The bishops believe the giving of stipends to clergymen deters, hinders and prevents the poor from receiving the sacraments.

“Let us do our best, then, to remove obstacles to genuine service, especially to the poor,” the bishops said.

In 2015, Archbishop Socrates Villegas of Lingayen-Dagupan, a former bishops’ conference president, scrapped the system in his diocese to encourage poor churchgoers to receive the sacraments.

Manila Archdiocese also abolished the stipend system ahead of this year’s 500th anniversary of the arrival of Christianity in the Philippines.

“This hopefully can be a gauge of the faithful of their change of paradigm to support the Church rather than thinking of buying sacraments from the Church,” said Father Roy Bellen of Manila Archdiocese.

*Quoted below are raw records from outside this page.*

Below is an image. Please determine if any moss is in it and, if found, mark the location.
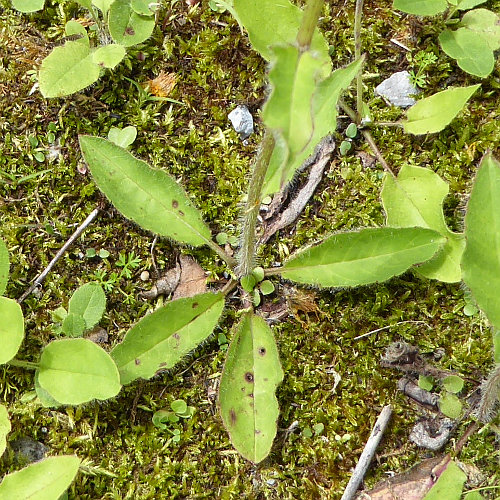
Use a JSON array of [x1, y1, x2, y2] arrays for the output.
[[0, 0, 500, 499]]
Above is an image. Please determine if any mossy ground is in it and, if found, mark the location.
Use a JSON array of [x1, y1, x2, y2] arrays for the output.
[[0, 0, 500, 499]]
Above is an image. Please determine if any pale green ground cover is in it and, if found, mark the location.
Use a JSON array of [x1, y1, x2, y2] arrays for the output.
[[0, 0, 500, 499]]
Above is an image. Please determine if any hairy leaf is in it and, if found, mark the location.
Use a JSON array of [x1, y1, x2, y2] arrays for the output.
[[0, 239, 10, 295], [0, 297, 24, 364], [109, 0, 155, 47], [460, 9, 500, 50], [38, 339, 121, 405], [403, 85, 481, 135], [439, 28, 495, 78], [219, 313, 283, 463], [392, 0, 448, 16], [80, 136, 210, 246], [92, 43, 126, 69], [462, 155, 500, 329], [12, 0, 45, 13], [0, 455, 80, 500], [381, 165, 465, 283], [111, 293, 224, 385], [68, 283, 106, 330], [38, 40, 100, 97], [0, 405, 11, 457], [231, 0, 331, 65], [281, 227, 446, 287], [262, 59, 363, 195], [423, 462, 467, 500]]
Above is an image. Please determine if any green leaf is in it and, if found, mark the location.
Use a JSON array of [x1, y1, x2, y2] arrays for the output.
[[0, 455, 80, 500], [35, 372, 62, 408], [438, 392, 462, 419], [38, 339, 121, 405], [460, 9, 500, 50], [443, 375, 464, 394], [68, 283, 106, 330], [240, 274, 257, 293], [392, 0, 448, 16], [423, 462, 467, 500], [12, 0, 45, 13], [0, 239, 10, 295], [439, 28, 495, 76], [457, 0, 486, 10], [93, 0, 115, 13], [109, 0, 155, 47], [281, 227, 446, 287], [0, 297, 24, 364], [381, 165, 465, 283], [111, 293, 224, 385], [231, 0, 331, 66], [62, 313, 85, 337], [108, 125, 137, 148], [462, 155, 500, 329], [219, 313, 283, 463], [262, 59, 363, 195], [492, 329, 500, 364], [130, 0, 154, 16], [259, 280, 274, 295], [0, 405, 11, 457], [464, 491, 484, 500], [64, 19, 90, 45], [418, 375, 434, 391], [92, 43, 126, 69], [38, 40, 100, 97], [80, 136, 210, 246], [403, 85, 480, 135]]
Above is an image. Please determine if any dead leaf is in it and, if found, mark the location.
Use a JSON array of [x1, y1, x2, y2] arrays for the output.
[[172, 255, 207, 300], [356, 455, 450, 500], [144, 71, 177, 97]]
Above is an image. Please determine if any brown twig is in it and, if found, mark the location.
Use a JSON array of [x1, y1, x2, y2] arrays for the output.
[[17, 208, 99, 304], [341, 406, 392, 500]]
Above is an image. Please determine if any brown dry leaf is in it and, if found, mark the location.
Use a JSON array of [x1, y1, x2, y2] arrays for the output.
[[172, 255, 207, 300], [144, 71, 177, 97], [356, 455, 450, 500]]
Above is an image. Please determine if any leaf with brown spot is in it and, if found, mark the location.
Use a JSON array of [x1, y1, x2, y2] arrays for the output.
[[219, 313, 283, 463], [110, 292, 224, 384]]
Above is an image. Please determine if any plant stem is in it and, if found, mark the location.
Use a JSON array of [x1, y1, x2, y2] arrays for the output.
[[6, 358, 38, 370], [354, 0, 363, 120], [205, 239, 237, 269], [297, 0, 323, 50], [237, 130, 274, 277]]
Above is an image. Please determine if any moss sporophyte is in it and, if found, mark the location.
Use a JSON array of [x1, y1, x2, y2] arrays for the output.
[[0, 0, 500, 498]]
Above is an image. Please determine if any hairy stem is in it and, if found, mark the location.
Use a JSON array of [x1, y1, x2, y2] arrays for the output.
[[354, 0, 363, 119], [297, 0, 323, 50], [7, 358, 38, 370], [237, 130, 274, 277]]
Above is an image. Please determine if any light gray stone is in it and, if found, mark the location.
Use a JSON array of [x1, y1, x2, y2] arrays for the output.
[[375, 71, 419, 108], [227, 106, 253, 140]]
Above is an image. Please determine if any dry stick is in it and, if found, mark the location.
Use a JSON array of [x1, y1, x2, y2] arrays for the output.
[[17, 208, 99, 304], [341, 406, 392, 500], [339, 99, 396, 177]]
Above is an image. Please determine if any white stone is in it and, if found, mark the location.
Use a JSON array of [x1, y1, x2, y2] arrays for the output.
[[375, 71, 419, 108]]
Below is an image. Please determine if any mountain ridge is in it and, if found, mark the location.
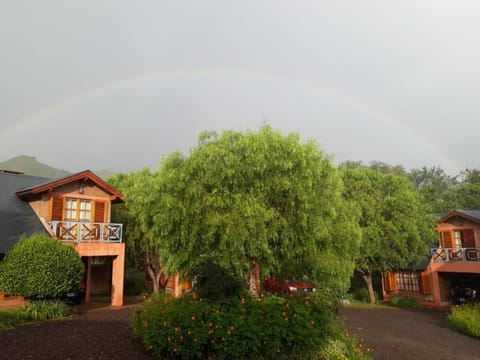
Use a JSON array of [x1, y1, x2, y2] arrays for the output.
[[0, 155, 114, 179]]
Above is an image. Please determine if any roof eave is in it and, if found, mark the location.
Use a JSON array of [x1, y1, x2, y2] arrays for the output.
[[16, 170, 125, 203]]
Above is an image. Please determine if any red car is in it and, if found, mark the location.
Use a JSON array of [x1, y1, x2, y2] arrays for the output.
[[263, 276, 316, 294]]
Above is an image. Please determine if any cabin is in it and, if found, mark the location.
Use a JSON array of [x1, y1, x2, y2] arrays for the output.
[[382, 210, 480, 307], [0, 170, 125, 306]]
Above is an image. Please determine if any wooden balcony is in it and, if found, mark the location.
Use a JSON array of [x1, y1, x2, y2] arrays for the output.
[[47, 221, 123, 243], [430, 248, 480, 263]]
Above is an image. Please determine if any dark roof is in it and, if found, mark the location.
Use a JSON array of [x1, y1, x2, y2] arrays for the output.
[[0, 172, 47, 253], [437, 209, 480, 224], [16, 170, 124, 203]]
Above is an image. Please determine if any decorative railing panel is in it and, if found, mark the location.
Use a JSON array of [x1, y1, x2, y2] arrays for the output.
[[47, 221, 123, 243], [431, 248, 480, 262]]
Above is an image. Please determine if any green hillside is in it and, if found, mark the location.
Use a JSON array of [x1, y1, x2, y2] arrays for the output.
[[0, 155, 70, 179]]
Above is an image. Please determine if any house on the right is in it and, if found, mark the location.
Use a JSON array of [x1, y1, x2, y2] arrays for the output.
[[382, 210, 480, 307]]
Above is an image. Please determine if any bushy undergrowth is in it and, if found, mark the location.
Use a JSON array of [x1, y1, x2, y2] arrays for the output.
[[448, 304, 480, 338], [133, 294, 364, 359], [0, 300, 71, 330]]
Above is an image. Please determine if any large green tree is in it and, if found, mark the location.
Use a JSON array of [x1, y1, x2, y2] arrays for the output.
[[119, 126, 358, 293], [109, 165, 183, 293], [342, 167, 434, 303], [169, 127, 354, 292]]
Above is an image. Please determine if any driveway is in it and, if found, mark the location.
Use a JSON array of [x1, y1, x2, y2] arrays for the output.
[[341, 307, 480, 360], [0, 302, 151, 360], [0, 303, 480, 360]]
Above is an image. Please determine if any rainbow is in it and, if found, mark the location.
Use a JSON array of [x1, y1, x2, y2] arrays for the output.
[[0, 68, 462, 171]]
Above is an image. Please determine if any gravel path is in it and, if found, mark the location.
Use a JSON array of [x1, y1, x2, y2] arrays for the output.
[[341, 307, 480, 360], [0, 303, 480, 360], [0, 305, 150, 360]]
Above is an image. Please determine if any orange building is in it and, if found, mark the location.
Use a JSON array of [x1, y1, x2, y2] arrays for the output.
[[0, 170, 125, 306], [382, 210, 480, 307]]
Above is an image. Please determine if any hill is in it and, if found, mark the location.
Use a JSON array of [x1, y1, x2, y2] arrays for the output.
[[0, 155, 70, 179], [0, 155, 115, 180]]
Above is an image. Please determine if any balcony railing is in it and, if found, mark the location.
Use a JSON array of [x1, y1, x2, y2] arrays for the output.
[[431, 248, 480, 263], [47, 221, 123, 243]]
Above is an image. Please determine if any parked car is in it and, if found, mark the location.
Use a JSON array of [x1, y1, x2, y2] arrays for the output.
[[263, 276, 316, 294], [62, 281, 87, 304], [452, 287, 478, 305]]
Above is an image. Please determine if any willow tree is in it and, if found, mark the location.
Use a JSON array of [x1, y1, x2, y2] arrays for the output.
[[109, 162, 186, 293], [342, 167, 434, 303], [161, 126, 352, 293]]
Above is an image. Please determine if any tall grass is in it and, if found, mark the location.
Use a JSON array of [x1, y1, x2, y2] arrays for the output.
[[0, 300, 71, 330], [448, 304, 480, 338]]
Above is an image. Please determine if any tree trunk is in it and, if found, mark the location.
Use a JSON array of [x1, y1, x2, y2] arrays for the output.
[[362, 271, 377, 304], [248, 259, 262, 297], [145, 254, 169, 294]]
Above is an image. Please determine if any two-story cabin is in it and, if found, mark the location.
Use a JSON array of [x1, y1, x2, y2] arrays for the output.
[[0, 170, 125, 306], [383, 210, 480, 307]]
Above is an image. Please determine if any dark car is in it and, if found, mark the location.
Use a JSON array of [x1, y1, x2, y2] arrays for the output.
[[452, 287, 478, 305], [263, 276, 316, 294], [63, 282, 86, 304]]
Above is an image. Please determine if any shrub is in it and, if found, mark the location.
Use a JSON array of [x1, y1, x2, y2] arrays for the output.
[[353, 287, 370, 302], [133, 294, 368, 359], [448, 304, 480, 338], [0, 234, 85, 298], [195, 262, 246, 302], [123, 269, 146, 295]]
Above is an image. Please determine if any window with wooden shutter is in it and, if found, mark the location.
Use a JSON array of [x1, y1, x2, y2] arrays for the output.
[[51, 197, 63, 221], [441, 231, 453, 248], [383, 272, 397, 291], [93, 201, 106, 223], [463, 229, 475, 248], [421, 271, 432, 295]]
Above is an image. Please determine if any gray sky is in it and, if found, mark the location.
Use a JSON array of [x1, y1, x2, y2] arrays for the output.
[[0, 0, 480, 175]]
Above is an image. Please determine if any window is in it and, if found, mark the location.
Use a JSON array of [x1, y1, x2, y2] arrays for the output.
[[395, 271, 420, 291], [453, 230, 463, 249], [64, 198, 92, 221]]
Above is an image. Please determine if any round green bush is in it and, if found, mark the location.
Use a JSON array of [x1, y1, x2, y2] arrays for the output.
[[0, 234, 85, 298]]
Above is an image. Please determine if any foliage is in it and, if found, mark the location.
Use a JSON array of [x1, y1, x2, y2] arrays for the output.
[[390, 296, 422, 309], [112, 126, 358, 291], [342, 168, 434, 303], [133, 295, 363, 359], [123, 268, 146, 295], [448, 304, 480, 338], [195, 262, 246, 303], [0, 234, 85, 297], [446, 183, 480, 210], [0, 309, 26, 331], [352, 286, 370, 302], [409, 166, 456, 212], [0, 300, 71, 330], [16, 300, 71, 321], [109, 169, 179, 293]]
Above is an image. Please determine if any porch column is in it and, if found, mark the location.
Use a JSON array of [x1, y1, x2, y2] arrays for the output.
[[85, 256, 92, 303], [430, 269, 442, 307], [112, 244, 125, 306], [173, 273, 182, 297]]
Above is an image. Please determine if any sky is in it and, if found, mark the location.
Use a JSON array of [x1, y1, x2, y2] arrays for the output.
[[0, 0, 480, 175]]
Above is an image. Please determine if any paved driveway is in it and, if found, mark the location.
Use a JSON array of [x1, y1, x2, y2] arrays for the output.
[[341, 307, 480, 360]]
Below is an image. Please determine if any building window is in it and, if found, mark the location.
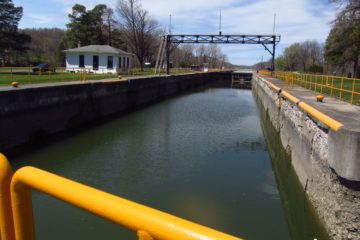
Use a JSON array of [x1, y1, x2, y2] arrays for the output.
[[79, 55, 85, 67], [108, 56, 113, 69]]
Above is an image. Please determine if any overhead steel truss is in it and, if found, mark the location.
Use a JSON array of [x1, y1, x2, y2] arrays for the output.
[[166, 32, 280, 74]]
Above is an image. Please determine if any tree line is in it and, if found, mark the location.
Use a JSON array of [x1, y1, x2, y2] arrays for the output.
[[0, 0, 227, 68], [275, 0, 360, 78]]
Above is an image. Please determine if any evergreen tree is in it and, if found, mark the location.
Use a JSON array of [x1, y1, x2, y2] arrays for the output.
[[62, 4, 114, 48], [0, 0, 31, 65]]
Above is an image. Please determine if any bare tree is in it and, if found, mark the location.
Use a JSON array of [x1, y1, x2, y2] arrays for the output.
[[116, 0, 159, 70]]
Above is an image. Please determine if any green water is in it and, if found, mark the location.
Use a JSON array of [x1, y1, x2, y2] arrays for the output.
[[12, 89, 325, 240]]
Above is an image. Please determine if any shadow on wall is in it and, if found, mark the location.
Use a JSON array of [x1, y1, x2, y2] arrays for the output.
[[254, 93, 330, 240]]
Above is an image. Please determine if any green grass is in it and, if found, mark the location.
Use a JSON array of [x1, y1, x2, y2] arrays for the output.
[[0, 67, 195, 87], [0, 72, 117, 86]]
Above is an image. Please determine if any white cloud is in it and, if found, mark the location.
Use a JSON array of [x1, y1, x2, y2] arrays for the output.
[[29, 14, 54, 24], [14, 0, 336, 64]]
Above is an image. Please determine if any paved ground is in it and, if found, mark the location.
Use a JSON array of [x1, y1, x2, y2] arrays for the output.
[[266, 77, 360, 132]]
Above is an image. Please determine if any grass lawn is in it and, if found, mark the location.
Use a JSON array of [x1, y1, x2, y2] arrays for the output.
[[0, 72, 117, 86], [0, 67, 197, 87]]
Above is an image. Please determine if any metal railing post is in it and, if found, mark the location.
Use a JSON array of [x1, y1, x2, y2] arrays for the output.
[[340, 78, 344, 100], [350, 78, 355, 104], [0, 153, 15, 240]]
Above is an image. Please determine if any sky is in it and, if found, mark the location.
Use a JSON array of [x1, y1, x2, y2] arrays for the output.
[[13, 0, 337, 65]]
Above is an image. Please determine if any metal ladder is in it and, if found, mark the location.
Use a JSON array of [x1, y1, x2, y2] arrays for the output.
[[155, 36, 166, 74]]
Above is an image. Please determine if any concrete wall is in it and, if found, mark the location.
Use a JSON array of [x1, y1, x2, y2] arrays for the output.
[[0, 73, 230, 153], [253, 75, 360, 240]]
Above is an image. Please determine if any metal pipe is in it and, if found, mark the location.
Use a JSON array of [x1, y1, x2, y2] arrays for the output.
[[0, 153, 15, 240], [11, 167, 239, 240]]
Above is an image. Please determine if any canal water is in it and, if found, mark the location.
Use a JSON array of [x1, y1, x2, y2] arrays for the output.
[[12, 89, 326, 240]]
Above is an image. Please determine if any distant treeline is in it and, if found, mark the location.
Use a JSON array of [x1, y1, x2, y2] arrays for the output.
[[0, 0, 230, 68], [268, 0, 360, 78]]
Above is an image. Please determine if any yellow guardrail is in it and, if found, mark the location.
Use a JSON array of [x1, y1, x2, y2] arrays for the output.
[[0, 154, 239, 240], [261, 78, 344, 131], [260, 71, 360, 105]]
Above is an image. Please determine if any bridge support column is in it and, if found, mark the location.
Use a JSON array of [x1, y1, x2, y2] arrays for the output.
[[166, 35, 170, 74]]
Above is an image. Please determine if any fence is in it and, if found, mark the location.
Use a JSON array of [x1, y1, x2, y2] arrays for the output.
[[0, 153, 240, 240], [261, 71, 360, 105]]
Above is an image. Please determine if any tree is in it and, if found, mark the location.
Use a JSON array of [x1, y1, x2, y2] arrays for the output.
[[275, 55, 285, 70], [62, 4, 115, 48], [0, 0, 31, 65], [325, 0, 360, 77], [116, 0, 160, 71], [23, 28, 65, 66]]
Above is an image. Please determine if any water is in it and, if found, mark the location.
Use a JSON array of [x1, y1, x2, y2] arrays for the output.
[[13, 89, 330, 240]]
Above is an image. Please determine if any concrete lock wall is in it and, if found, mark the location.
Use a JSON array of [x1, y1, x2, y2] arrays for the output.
[[0, 73, 230, 153], [252, 75, 360, 240]]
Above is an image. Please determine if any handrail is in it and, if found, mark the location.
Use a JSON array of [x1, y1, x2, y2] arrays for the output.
[[0, 153, 15, 240], [11, 167, 239, 240], [260, 77, 344, 131], [259, 71, 360, 105]]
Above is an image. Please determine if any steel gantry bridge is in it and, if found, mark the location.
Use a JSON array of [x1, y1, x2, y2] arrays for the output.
[[165, 32, 280, 74]]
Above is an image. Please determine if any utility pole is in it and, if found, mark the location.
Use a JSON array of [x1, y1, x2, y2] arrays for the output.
[[219, 8, 222, 36]]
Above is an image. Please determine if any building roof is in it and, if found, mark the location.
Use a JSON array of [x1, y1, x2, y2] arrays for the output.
[[64, 45, 132, 55]]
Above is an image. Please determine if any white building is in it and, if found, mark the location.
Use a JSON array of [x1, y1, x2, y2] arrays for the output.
[[64, 45, 133, 73]]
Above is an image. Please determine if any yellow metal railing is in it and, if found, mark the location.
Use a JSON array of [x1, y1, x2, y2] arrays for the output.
[[260, 71, 360, 105], [261, 78, 344, 131], [0, 154, 239, 240]]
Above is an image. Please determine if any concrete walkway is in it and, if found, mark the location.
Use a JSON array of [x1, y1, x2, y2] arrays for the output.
[[263, 76, 360, 133]]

Instead of accepting money from churchgoers, the prelates are committed to educating and forming a spirituality of stewardship among clergymen.

“We [the bishops] commit ourselves to education, formation and catechesis in the Spirituality of Stewardship for our clergy, religious and laity in our dioceses, parishes, communities and families, in view of adopting a concrete stewardship program in our dioceses to replace the arancel system as soon as possible,” they said.

The announcement on ending stipends was welcomed by churchgoers, especially among the poor.

“Many poor people like us hesitate to opt for a church wedding because we cannot afford the fees. This recent announcement means our Church has become more sensitive to the needs of the poor,” jeepney driver Paul Alcantara told UCA News.